Playing God in the Laboratory

When the famous physicist Richard Feynman died in 1988, one of his last letters on his large blackboard at the California Institute of Technology was: "What I cannot create, I do not understand". Geneticist Craig Venter apparently took the statement to mean "I don't really understand something until I can replicate it myself". When he completely replaced the genome of a mycoplasma bacterium with newly synthesized DNA in 2010, he encoded, among other things, Feynman's quotation into the genome. Unfortunately, he falsified the original to "What I cannot build, I cannot understand" - a mistake he later corrected.
Some hailed Venter's milestone as the creation of the first synthetic life form, although the geneticist had essentially just recreated an existing genome with a few modifications and implanted it in a related organism. Others argue that true "artificial life" means nothing less than the complete redesign of a functioning cell, including metabolic pathways and energy production. Back then it still sounded very utopian.
But that is exactly what many scientists around the world are now working on, including several German scientists such as Petra Schwille at the Max Planck Institute (MPI) for Biochemistry in Martinsried near Munich, Joachim Spatz at the MPI for Medical Research in Heidelberg and Tobias Erb at the MPI for Terrestrial Microbiology in Marburg.

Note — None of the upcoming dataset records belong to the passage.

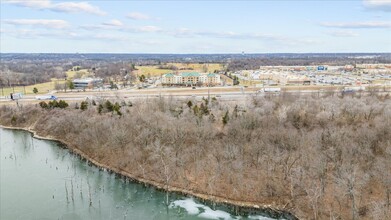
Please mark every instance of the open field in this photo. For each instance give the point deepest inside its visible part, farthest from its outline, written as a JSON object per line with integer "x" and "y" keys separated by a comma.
{"x": 155, "y": 71}
{"x": 42, "y": 88}
{"x": 71, "y": 74}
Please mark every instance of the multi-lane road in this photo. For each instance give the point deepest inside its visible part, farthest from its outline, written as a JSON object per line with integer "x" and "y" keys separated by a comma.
{"x": 222, "y": 93}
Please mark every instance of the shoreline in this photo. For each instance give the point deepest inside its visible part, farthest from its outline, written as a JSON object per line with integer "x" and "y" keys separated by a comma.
{"x": 266, "y": 209}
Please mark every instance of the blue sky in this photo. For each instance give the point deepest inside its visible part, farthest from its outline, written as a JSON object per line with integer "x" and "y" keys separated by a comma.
{"x": 195, "y": 26}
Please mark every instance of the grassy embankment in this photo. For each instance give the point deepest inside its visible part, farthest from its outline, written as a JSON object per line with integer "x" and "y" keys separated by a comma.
{"x": 319, "y": 158}
{"x": 43, "y": 88}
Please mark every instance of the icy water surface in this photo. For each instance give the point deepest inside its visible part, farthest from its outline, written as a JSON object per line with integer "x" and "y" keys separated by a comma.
{"x": 41, "y": 180}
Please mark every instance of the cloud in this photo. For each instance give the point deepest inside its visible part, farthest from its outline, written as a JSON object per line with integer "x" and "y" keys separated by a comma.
{"x": 148, "y": 29}
{"x": 365, "y": 24}
{"x": 73, "y": 7}
{"x": 381, "y": 5}
{"x": 55, "y": 24}
{"x": 130, "y": 29}
{"x": 342, "y": 33}
{"x": 138, "y": 16}
{"x": 67, "y": 7}
{"x": 113, "y": 22}
{"x": 37, "y": 4}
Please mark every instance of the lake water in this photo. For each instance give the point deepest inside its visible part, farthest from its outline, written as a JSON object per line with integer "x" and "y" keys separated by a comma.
{"x": 41, "y": 180}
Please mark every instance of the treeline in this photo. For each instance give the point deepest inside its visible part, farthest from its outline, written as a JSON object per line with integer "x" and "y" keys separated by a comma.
{"x": 317, "y": 157}
{"x": 255, "y": 63}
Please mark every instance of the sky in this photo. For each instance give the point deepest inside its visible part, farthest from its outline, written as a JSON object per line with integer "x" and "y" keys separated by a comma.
{"x": 126, "y": 26}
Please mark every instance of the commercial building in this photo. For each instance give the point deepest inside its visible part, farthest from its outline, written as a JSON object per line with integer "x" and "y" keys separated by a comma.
{"x": 87, "y": 83}
{"x": 191, "y": 79}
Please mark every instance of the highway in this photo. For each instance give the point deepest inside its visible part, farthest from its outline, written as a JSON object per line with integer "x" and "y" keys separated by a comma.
{"x": 221, "y": 93}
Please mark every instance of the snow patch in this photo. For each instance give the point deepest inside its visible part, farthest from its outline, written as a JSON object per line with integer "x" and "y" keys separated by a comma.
{"x": 204, "y": 211}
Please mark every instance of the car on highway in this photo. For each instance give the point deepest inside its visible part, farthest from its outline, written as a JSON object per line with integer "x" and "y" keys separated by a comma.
{"x": 46, "y": 97}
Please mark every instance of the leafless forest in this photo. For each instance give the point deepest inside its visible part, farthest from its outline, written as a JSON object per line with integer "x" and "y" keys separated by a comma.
{"x": 316, "y": 157}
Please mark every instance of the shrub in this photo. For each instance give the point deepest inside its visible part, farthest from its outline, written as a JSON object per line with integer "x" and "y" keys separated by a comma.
{"x": 84, "y": 105}
{"x": 43, "y": 105}
{"x": 62, "y": 104}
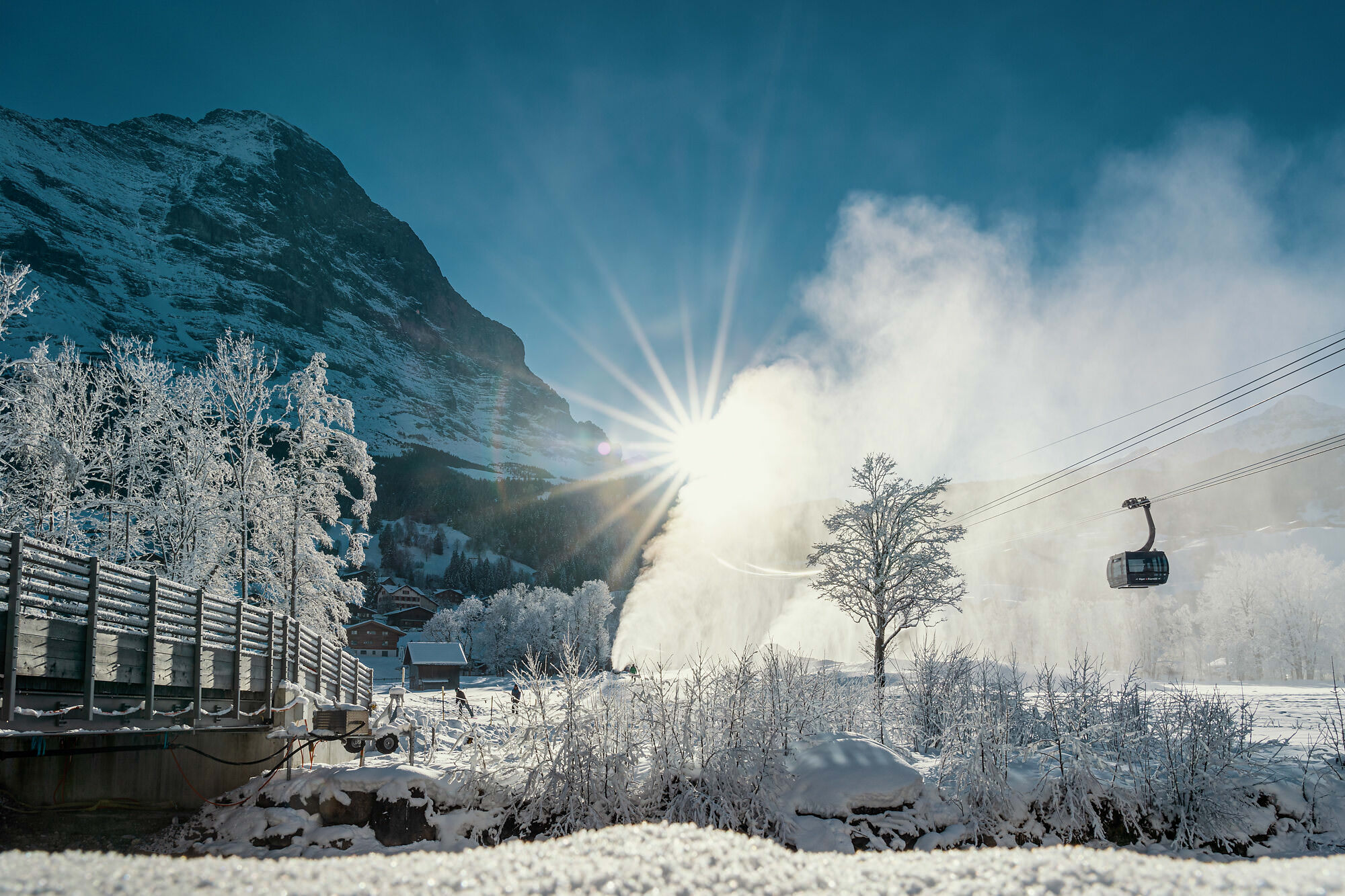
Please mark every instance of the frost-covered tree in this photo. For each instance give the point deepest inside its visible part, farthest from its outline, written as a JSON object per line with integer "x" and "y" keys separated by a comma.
{"x": 887, "y": 564}
{"x": 1274, "y": 615}
{"x": 240, "y": 378}
{"x": 321, "y": 455}
{"x": 205, "y": 475}
{"x": 132, "y": 436}
{"x": 17, "y": 298}
{"x": 459, "y": 624}
{"x": 49, "y": 439}
{"x": 523, "y": 622}
{"x": 190, "y": 518}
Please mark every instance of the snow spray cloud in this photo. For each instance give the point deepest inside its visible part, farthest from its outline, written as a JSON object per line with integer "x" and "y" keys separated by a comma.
{"x": 944, "y": 342}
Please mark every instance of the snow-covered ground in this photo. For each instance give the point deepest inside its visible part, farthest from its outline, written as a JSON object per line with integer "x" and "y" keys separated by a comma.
{"x": 1284, "y": 712}
{"x": 675, "y": 858}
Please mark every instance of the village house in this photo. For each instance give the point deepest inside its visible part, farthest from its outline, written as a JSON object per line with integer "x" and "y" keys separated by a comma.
{"x": 434, "y": 663}
{"x": 395, "y": 594}
{"x": 411, "y": 618}
{"x": 449, "y": 598}
{"x": 372, "y": 638}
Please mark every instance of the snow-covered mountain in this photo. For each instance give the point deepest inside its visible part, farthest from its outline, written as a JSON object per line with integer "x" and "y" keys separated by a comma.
{"x": 180, "y": 229}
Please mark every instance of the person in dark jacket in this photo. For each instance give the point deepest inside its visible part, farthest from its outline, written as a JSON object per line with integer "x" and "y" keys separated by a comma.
{"x": 462, "y": 702}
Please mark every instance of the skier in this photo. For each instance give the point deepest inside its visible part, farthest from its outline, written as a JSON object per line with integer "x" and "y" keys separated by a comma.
{"x": 463, "y": 704}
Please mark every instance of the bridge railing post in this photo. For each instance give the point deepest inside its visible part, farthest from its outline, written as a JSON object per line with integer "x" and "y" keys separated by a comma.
{"x": 11, "y": 624}
{"x": 239, "y": 659}
{"x": 271, "y": 662}
{"x": 92, "y": 639}
{"x": 151, "y": 645}
{"x": 198, "y": 684}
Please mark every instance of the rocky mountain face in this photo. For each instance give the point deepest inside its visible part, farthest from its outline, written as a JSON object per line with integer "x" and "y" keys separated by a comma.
{"x": 180, "y": 229}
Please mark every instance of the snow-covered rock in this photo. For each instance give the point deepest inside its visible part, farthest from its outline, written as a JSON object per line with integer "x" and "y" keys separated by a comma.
{"x": 673, "y": 858}
{"x": 840, "y": 774}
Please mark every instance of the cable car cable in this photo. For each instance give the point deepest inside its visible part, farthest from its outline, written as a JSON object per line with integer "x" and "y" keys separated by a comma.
{"x": 1168, "y": 425}
{"x": 1125, "y": 463}
{"x": 1163, "y": 427}
{"x": 1313, "y": 450}
{"x": 1108, "y": 423}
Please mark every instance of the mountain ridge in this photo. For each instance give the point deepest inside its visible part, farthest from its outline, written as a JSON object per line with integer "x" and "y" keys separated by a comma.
{"x": 180, "y": 229}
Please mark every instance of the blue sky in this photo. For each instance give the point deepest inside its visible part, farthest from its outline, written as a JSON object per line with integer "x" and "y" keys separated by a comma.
{"x": 535, "y": 147}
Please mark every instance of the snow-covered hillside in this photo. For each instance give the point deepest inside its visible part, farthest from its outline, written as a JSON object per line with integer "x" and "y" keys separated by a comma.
{"x": 180, "y": 229}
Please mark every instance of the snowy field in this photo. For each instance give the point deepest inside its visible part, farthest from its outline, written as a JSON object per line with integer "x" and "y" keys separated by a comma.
{"x": 676, "y": 858}
{"x": 1284, "y": 712}
{"x": 673, "y": 858}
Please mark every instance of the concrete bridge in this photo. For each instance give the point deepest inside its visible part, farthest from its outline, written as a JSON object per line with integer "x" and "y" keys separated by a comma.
{"x": 124, "y": 685}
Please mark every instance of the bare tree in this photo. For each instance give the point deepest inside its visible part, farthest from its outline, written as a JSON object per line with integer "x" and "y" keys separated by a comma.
{"x": 887, "y": 564}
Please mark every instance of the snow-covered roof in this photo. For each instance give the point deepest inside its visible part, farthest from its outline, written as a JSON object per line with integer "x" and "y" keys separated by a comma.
{"x": 400, "y": 587}
{"x": 436, "y": 653}
{"x": 376, "y": 622}
{"x": 408, "y": 610}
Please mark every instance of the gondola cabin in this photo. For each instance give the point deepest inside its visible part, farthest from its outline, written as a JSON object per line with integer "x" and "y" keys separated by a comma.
{"x": 1137, "y": 569}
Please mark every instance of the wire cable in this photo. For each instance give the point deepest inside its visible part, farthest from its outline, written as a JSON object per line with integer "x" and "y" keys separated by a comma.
{"x": 1180, "y": 395}
{"x": 1284, "y": 459}
{"x": 1168, "y": 425}
{"x": 1295, "y": 455}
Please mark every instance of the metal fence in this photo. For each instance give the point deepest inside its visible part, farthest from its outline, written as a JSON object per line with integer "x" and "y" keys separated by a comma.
{"x": 77, "y": 624}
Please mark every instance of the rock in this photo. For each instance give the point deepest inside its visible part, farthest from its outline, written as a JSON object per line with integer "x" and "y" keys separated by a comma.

Our cover story from p. 12 gives an overview of the current state of research in the exciting field of synthetic biology, which has rapidly gained momentum in recent years. It has even been traded as a hot candidate for the EU's next flagship project with funding of one billion euros; however, this complex program now seems to be discontinued.
The follow-up article on p. 20 describes a remarkable application of synthetic biology. Some researchers are currently rewriting the genome of the bacterium Escherichia coli in such a way that viruses can no longer infect these cells. This would be an important advance for the biotech industry, which uses such bacteria on a large scale to produce drugs and other active substances. The target is now within range; the logical next step is to make human cells virus-resistant as well. That would bring with it completely different scientific and ethical problems - but also the possibility that future generations could better protect themselves from the dangerous cell pirates.